La aventura está en el interior
del hombre, en su propio cuerpo, lleno de trampas, recovecos, defensas y
agresiones. La sangre es un río que fluye con violencia, el cerebro es un
misterio que debe ser reparado, los anticuerpos son enemigos que se esconden en
la anatomía a la espera de algún intruso al que destruir. Y todo es un abismo
de incógnitas que se puebla de tejidos, de células, de ácidos, de auténtica
batalla. La miniaturización de un batiscafo con unos cuantos científicos dentro
es el primer paso para la cirugía realizada desde el interior, como si Dios
dejara de estar fuera, como si el hombre dejara de estar dentro.
Así es como empieza el viaje
alucinante por el interior del cuerpo humano que fue dirigido de forma
trepidante por Richard Fleischer. El público comenzó a navegar por la más
maravillosa maquinaria nunca inventada y sintió los latidos de su propio
corazón incluso cuando había que atravesarlo abriendo su diástole para que los
intrépidos aventureros interiores pudieran flotar entre las arterias. La fuerza
del corazón es tal que ni el más potente de los motores puede poner proa al
torrente sanguíneo y ahí nos damos cuenta de que somos aventuras andantes,
esperando a ser descubiertas a pesar de los avances de la ciencia. Y ahí, en
ese microuniverso, rodeados de un mar de sangre, también se nos descubre la
profunda debilidad del ser humano que se precipita por la traición con tanta
facilidad como con la que asimilamos los alimentos. No es fácil llegar al
destino de este viaje alucinante por mucho que ahí fuera haya unos cuantos que
cuidan la expedición desde el exterior.
Y es que en el interior del
cuerpo hay demasiadas cosas que pueden salir mal. Más que nada porque la
naturaleza es sabia y trata de expulsar cualquier cuerpo extraño que se
introduce en un entorno que, en el fondo, trata por todos los medios de
mantener su equilibrio. Quizá lo mismo que falte en el interior de esa diminuta
nave que surca el flujo corporal con tanta precaución como osadía. Porque el
miedo existe y eso también puede llevar a la perdición a toda hélice. Y todo es
como un viaje al espacio solo que ese espacio no tiene estrellas ni planetas.
Solo el viaje es lo importante, solo la singladura es suficiente para poner en
guardia las defensas convirtiendo todo en un periplo maravilloso por el
conducto más perfecto que se haya creado jamás. Por eso el viaje es alucinante.
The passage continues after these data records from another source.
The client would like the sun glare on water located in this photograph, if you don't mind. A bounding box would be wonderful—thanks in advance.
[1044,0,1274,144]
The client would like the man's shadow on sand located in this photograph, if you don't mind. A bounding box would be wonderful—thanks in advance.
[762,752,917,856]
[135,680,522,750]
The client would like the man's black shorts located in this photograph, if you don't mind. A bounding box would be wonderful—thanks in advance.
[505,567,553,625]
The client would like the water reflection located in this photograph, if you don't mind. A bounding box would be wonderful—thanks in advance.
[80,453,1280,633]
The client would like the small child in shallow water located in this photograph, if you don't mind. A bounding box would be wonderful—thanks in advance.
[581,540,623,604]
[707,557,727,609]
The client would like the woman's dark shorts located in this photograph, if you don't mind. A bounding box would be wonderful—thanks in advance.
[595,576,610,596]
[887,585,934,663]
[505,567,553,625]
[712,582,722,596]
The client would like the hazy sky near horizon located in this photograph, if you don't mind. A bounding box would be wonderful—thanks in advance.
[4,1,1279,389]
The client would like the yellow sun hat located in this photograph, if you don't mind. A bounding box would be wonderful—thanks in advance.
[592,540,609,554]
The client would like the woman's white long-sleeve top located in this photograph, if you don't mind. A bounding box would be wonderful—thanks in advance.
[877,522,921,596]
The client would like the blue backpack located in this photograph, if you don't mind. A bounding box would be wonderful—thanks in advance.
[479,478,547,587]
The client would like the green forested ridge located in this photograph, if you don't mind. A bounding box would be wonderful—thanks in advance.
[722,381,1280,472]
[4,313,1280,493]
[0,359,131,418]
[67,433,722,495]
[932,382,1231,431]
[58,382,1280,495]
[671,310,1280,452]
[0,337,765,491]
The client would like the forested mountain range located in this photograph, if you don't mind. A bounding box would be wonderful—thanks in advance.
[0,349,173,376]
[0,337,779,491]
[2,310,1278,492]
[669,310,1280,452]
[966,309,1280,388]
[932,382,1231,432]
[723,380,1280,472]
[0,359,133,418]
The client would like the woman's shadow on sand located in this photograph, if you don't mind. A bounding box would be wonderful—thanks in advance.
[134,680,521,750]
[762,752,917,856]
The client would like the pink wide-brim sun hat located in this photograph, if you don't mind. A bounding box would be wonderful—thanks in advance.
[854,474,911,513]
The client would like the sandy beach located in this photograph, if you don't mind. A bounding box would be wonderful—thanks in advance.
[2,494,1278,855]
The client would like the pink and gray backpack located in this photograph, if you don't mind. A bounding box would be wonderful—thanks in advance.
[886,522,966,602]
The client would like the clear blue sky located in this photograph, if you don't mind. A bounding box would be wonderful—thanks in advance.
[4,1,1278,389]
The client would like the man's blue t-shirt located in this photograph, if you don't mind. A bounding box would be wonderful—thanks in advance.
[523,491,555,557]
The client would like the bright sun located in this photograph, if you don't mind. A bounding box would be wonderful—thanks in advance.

Porque nuestra propia naturaleza es fascinante y su reparación es lo que nos
debería mover en toda búsqueda. La vida fluye y las pasiones humanas deberían
quedar siempre en el plano de la imperfección.
Los alvéolos convierten la
aspiración en un huracán para la escala más pequeña de tamaño. Una simple gota
puede contener la misma existencia. La presión es tan importante como la de un
submarino en el fondo del mar. Y maravillados y extremos contemplamos tanto
cartón-piedra que no nos importa porque queremos saber qué es lo que les espera
a los héroes en la próxima curva de la vena.